Welcome to PGR-TK’s documentation!¶
## Pangenome Research Toolkit
The PGR-TK is a python library for pangenome analysis. It includes features to (1) index human pangneome assembly and use the index for query (2) construct Minimizer Anchored Pangenome (MAP) Graph (3) Perform principal bundle decomposition for each haplotype to understand the repeat structures in pangenome.

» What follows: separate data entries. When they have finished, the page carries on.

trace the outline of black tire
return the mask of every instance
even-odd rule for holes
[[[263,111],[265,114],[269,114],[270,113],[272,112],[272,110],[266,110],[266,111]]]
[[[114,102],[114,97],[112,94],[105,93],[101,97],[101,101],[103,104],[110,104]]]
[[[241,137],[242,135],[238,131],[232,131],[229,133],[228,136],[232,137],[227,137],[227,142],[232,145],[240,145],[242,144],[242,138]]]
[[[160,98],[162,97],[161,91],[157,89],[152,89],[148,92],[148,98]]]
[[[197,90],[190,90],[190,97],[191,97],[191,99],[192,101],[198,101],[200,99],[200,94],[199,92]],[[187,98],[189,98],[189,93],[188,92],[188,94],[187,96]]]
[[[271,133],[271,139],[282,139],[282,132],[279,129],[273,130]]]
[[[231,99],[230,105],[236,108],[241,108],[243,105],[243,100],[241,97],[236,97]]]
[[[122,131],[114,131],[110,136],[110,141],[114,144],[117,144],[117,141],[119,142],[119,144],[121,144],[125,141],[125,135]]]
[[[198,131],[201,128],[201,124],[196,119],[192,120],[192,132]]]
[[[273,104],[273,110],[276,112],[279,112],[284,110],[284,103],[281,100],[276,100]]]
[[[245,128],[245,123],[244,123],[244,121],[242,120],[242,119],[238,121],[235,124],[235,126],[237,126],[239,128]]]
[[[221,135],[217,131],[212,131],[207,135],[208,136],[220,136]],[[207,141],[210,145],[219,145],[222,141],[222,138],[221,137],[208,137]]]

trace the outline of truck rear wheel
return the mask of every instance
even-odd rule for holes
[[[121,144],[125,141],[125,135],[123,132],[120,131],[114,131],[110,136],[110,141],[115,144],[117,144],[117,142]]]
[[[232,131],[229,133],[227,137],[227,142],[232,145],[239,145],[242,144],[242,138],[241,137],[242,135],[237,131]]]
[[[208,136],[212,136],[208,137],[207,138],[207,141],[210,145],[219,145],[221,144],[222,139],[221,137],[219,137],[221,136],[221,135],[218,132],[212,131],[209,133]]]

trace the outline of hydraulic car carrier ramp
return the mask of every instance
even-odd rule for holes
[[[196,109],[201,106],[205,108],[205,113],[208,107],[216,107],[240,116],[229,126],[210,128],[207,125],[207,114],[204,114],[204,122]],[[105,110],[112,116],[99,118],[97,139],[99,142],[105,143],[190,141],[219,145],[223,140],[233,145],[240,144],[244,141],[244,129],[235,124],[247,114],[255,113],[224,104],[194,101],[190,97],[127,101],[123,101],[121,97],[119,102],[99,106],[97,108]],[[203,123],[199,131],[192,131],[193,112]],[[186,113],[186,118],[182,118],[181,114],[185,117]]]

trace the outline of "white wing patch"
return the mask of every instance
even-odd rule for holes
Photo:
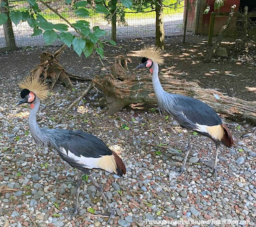
[[[116,164],[113,155],[104,155],[99,158],[86,157],[83,155],[80,157],[75,155],[69,150],[67,152],[63,147],[60,148],[60,152],[64,156],[75,160],[77,164],[87,169],[102,169],[109,173],[116,173]]]
[[[74,160],[78,164],[79,164],[81,166],[84,167],[88,169],[93,169],[93,168],[100,168],[98,166],[99,159],[102,158],[88,158],[86,157],[84,157],[81,155],[80,157],[75,155],[73,153],[72,153],[69,150],[68,152],[67,152],[66,149],[63,147],[60,148],[60,152],[65,156],[68,156],[70,159]]]
[[[207,128],[208,126],[205,125],[199,125],[198,123],[195,124],[196,125],[196,127],[198,129],[196,129],[197,131],[201,132],[206,132],[208,133],[207,131]]]

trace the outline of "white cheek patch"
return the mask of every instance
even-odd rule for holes
[[[146,64],[146,67],[150,67],[152,65],[152,61],[149,59],[147,61],[147,64]]]

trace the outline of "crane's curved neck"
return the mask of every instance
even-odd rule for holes
[[[163,90],[162,86],[161,85],[161,82],[159,79],[158,78],[158,65],[157,63],[153,63],[153,65],[152,67],[152,69],[153,70],[152,73],[152,82],[153,82],[153,88],[154,91],[155,92],[157,100],[161,99],[163,94],[164,93],[164,90]]]
[[[36,122],[36,113],[38,111],[40,104],[40,100],[36,96],[35,97],[35,100],[33,104],[34,104],[34,107],[31,109],[28,118],[29,130],[36,143],[42,145],[44,143],[42,138],[45,137],[45,135]]]

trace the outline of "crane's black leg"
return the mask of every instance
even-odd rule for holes
[[[180,167],[180,169],[179,170],[177,170],[176,169],[172,169],[172,170],[175,171],[177,172],[179,172],[179,174],[181,174],[183,173],[185,169],[185,165],[186,162],[187,162],[188,157],[189,153],[190,150],[191,150],[191,145],[190,143],[190,133],[189,132],[188,132],[188,147],[187,147],[187,152],[186,153],[186,155],[184,157],[184,160],[182,163],[182,166]]]
[[[218,162],[218,155],[219,153],[219,148],[220,146],[217,143],[215,143],[215,145],[216,146],[216,152],[215,155],[215,160],[214,160],[214,164],[213,166],[213,171],[212,171],[212,175],[215,174],[215,176],[217,177],[217,162]]]
[[[82,183],[82,180],[81,178],[81,173],[80,170],[77,169],[76,170],[77,171],[77,191],[76,192],[76,203],[75,205],[74,206],[74,211],[73,214],[70,217],[70,219],[73,218],[76,215],[76,214],[77,214],[77,204],[78,204],[78,199],[79,198],[79,193],[80,193],[80,186]]]
[[[96,188],[101,192],[102,197],[104,198],[104,200],[105,200],[106,203],[108,205],[108,208],[109,209],[110,211],[110,215],[109,215],[109,218],[107,221],[106,224],[108,224],[108,223],[109,222],[109,221],[111,219],[112,217],[115,214],[115,210],[113,210],[113,208],[110,206],[109,203],[108,202],[107,198],[106,198],[105,194],[103,191],[102,188],[100,187],[100,185],[98,184],[98,182],[96,181],[96,180],[94,178],[93,176],[92,176],[92,175],[90,175],[90,177],[92,181],[92,183],[93,184],[94,186],[96,187]]]

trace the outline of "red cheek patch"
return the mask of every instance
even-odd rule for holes
[[[146,65],[146,67],[150,67],[152,65],[152,61],[149,59],[147,61],[147,65]]]
[[[34,100],[35,100],[35,94],[33,92],[30,91],[29,96],[29,98],[28,98],[28,102],[32,102],[33,101],[34,101]]]

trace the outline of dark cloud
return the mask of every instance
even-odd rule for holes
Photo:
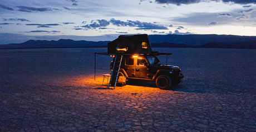
[[[24,18],[9,18],[9,19],[3,19],[4,21],[22,21],[22,22],[30,22],[29,21]]]
[[[51,28],[51,27],[48,26],[40,26],[37,27],[38,28]]]
[[[245,10],[245,11],[241,11],[238,13],[247,13],[247,12],[252,12],[254,9],[249,9],[248,10]]]
[[[218,23],[216,22],[212,22],[209,23],[209,25],[216,25],[217,24],[218,24]]]
[[[76,31],[83,29],[83,28],[73,28],[73,29],[76,30]]]
[[[99,29],[109,29],[109,28],[105,28],[105,27],[102,27],[102,28],[99,28]]]
[[[223,14],[219,13],[219,16],[221,17],[231,17],[231,14],[228,14],[228,13],[225,13],[225,13],[223,13]]]
[[[216,0],[215,0],[216,1]],[[237,4],[256,4],[255,0],[223,0],[224,2],[234,2]]]
[[[120,20],[116,20],[114,18],[112,18],[111,19],[110,19],[110,21],[109,21],[105,19],[98,19],[97,21],[97,22],[92,21],[92,22],[91,22],[91,24],[88,24],[83,26],[81,26],[81,27],[83,27],[85,28],[100,28],[100,29],[105,29],[106,28],[102,28],[102,27],[105,27],[110,24],[110,23],[111,23],[113,25],[118,27],[137,27],[138,28],[136,29],[137,30],[168,29],[167,27],[163,26],[157,25],[152,23],[142,22],[139,21],[132,21],[130,20],[127,20],[126,21],[122,21]],[[85,23],[85,22],[83,22],[82,23]]]
[[[0,4],[0,8],[3,8],[4,9],[8,9],[8,10],[11,10],[11,11],[13,11],[13,9],[11,8],[11,7],[7,7],[4,5],[3,5],[2,4]]]
[[[54,24],[27,24],[27,26],[59,26],[61,24],[54,23]]]
[[[177,28],[177,29],[184,29],[184,27],[183,27],[183,26],[179,26],[178,28]]]
[[[252,7],[252,6],[250,6],[250,6],[243,6],[243,7],[244,7],[244,8],[249,8],[249,7]]]
[[[31,31],[29,32],[25,32],[25,33],[60,33],[61,32],[60,31]]]
[[[185,33],[181,33],[178,30],[175,30],[173,34],[174,34],[186,35],[186,34],[191,34],[192,33],[191,33],[190,32],[186,32]]]
[[[31,12],[32,11],[38,11],[38,12],[45,12],[45,11],[51,11],[52,8],[47,7],[47,8],[35,8],[32,7],[26,7],[26,6],[17,6],[19,9],[19,11],[21,12]]]
[[[248,18],[249,17],[244,14],[236,18],[237,20],[246,19]]]
[[[121,21],[120,20],[115,20],[114,18],[112,18],[110,20],[110,22],[114,25],[117,26],[122,26],[122,27],[137,27],[139,28],[137,28],[137,30],[140,29],[168,29],[167,27],[165,27],[163,26],[156,25],[152,23],[147,22],[141,22],[139,21],[132,21],[130,20],[127,20],[127,22]]]
[[[116,32],[116,33],[127,33],[128,32]]]
[[[62,23],[64,24],[75,24],[73,22],[63,22]]]
[[[67,10],[70,10],[70,8],[66,7],[63,7],[63,8],[65,9],[67,9]]]
[[[178,6],[180,6],[181,4],[193,4],[193,3],[197,3],[201,2],[210,2],[210,1],[216,1],[220,2],[221,1],[220,0],[209,0],[209,1],[205,1],[205,0],[156,0],[155,2],[159,4],[174,4]],[[256,4],[256,1],[255,0],[223,0],[222,1],[224,3],[228,3],[228,2],[233,2],[237,4],[249,4],[249,3],[253,3]]]
[[[12,23],[0,23],[0,25],[9,25],[9,24],[11,24]]]
[[[98,20],[101,27],[106,27],[109,25],[110,22],[105,19]]]
[[[51,32],[47,31],[31,31],[29,32],[31,32],[31,33],[41,33],[41,32],[49,33],[49,32]]]
[[[72,6],[77,6],[77,4],[76,3],[77,3],[77,1],[76,1],[76,0],[66,0],[67,1],[70,1],[72,3],[73,3],[73,4],[72,4]]]

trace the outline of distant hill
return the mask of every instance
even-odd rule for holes
[[[56,40],[29,40],[20,44],[0,45],[0,48],[82,48],[107,47],[110,41],[73,40],[61,39]]]
[[[151,43],[169,42],[174,44],[184,44],[189,45],[201,45],[209,43],[228,44],[256,40],[256,36],[217,34],[150,35],[149,38]]]
[[[230,35],[150,35],[152,47],[256,49],[255,36]],[[20,44],[0,44],[0,48],[107,47],[110,41],[29,40]]]

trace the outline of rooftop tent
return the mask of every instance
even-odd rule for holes
[[[152,53],[147,34],[120,35],[108,43],[107,54],[116,54],[120,49],[124,49],[125,54]]]

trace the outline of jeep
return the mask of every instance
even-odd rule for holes
[[[115,57],[110,64],[112,70]],[[161,89],[168,89],[178,85],[184,77],[180,69],[176,66],[163,65],[157,58],[152,55],[124,55],[119,77],[125,77],[126,79],[154,81]]]

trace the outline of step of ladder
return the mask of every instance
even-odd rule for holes
[[[113,65],[113,68],[111,72],[111,77],[109,82],[109,88],[110,87],[114,87],[114,89],[116,87],[116,82],[118,79],[118,74],[119,73],[119,70],[120,69],[121,63],[122,63],[122,55],[116,54],[116,58]]]

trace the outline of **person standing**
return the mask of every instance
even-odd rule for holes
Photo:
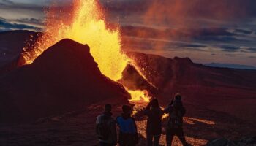
[[[117,143],[116,125],[112,118],[112,107],[105,106],[103,114],[99,115],[96,120],[96,132],[100,146],[114,146]]]
[[[116,118],[119,126],[120,146],[135,146],[138,143],[138,135],[135,120],[131,117],[132,108],[129,106],[122,107],[123,113]]]
[[[189,145],[185,139],[183,131],[183,116],[186,113],[186,110],[181,101],[181,96],[176,94],[171,104],[165,109],[164,112],[169,114],[166,130],[167,146],[171,146],[175,135],[178,137],[183,145]]]
[[[158,100],[152,99],[146,107],[144,114],[148,116],[146,127],[146,139],[148,146],[158,146],[162,133],[162,116]]]

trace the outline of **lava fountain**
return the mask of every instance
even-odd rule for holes
[[[45,49],[68,38],[88,44],[101,72],[113,80],[121,79],[128,62],[132,61],[121,52],[118,29],[107,28],[104,12],[95,0],[74,0],[72,7],[67,14],[53,4],[46,12],[45,32],[34,44],[28,44],[23,49],[25,64],[31,64]],[[131,93],[132,101],[148,101],[145,91],[127,91]]]

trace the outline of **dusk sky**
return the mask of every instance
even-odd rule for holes
[[[44,29],[50,0],[0,0],[0,31]],[[64,7],[71,0],[57,4]],[[124,48],[194,62],[256,66],[256,1],[101,1]]]

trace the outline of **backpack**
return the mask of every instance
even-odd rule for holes
[[[102,140],[108,140],[110,134],[110,118],[107,116],[101,117],[101,122],[98,125],[98,133],[99,138]]]

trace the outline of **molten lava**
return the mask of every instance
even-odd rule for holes
[[[54,7],[46,13],[43,34],[34,44],[29,44],[24,48],[26,51],[23,57],[26,64],[31,64],[45,49],[69,38],[89,45],[91,54],[103,74],[115,81],[121,79],[129,58],[121,50],[119,31],[106,27],[99,4],[94,0],[74,0],[72,11],[69,15],[64,15],[65,12]],[[128,92],[132,101],[148,101],[145,91]]]

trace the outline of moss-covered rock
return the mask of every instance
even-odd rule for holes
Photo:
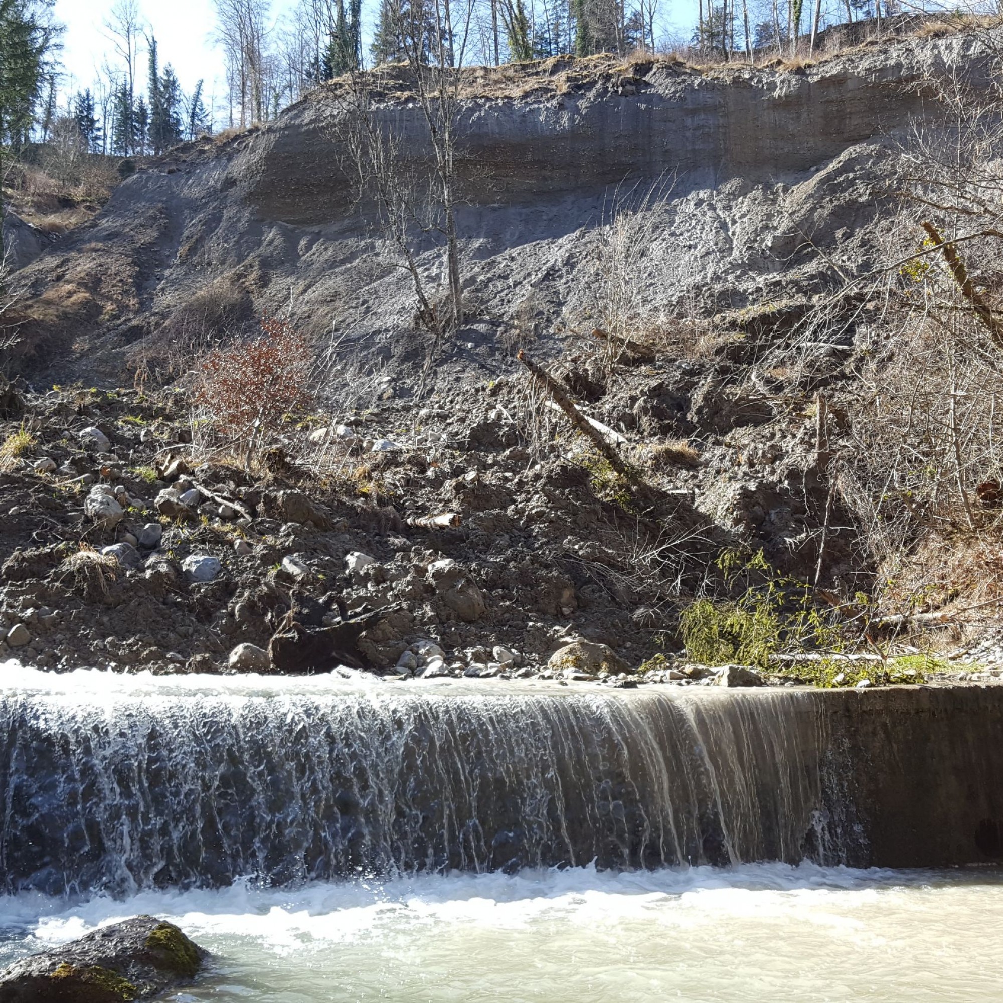
[[[207,954],[178,927],[136,916],[0,974],[0,1003],[133,1003],[189,982]]]

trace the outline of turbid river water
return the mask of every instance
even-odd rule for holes
[[[846,866],[915,841],[922,785],[851,781],[925,746],[816,692],[3,668],[2,963],[149,913],[214,954],[176,1003],[1003,998],[1003,872]],[[935,807],[995,789],[983,716]]]
[[[745,865],[0,901],[3,960],[137,912],[215,952],[175,1001],[993,1000],[1003,875]]]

PGR-TK implements the most computationally intensive algorithms with the Rust programming language and exposes an application interface in the Python programming language. This enables scripting and interactive analysis, e.g., with Jupyter Notebook.
Here is a brief example using PGR-TK to generate a local MAP Graph of the MHC Class II locus:
import pgrtk
# lazy load an agc file of the reference without any SHIMMER index
ref_db = pgrtk.AGCFile("/data/pgr-tk-HGRP-y1-evaluation-set-v0.agc")
sdb = pgrtk.SeqIndexDB()
sdb.load_from_agc_index("/data/pgr-tk-HGRP-y1-evaluation-set-v0")
ref_file_name, roi_chr, roi_b, roi_e = 'hg19_tagged.fa', "chr6_hg19", 32130918, 32959917
padding = 0
# get a segment of a reference
roi_seq = ref_db.get_sub_seq(ref_file_name, roi_chr, roi_b-padding, roi_e+padding)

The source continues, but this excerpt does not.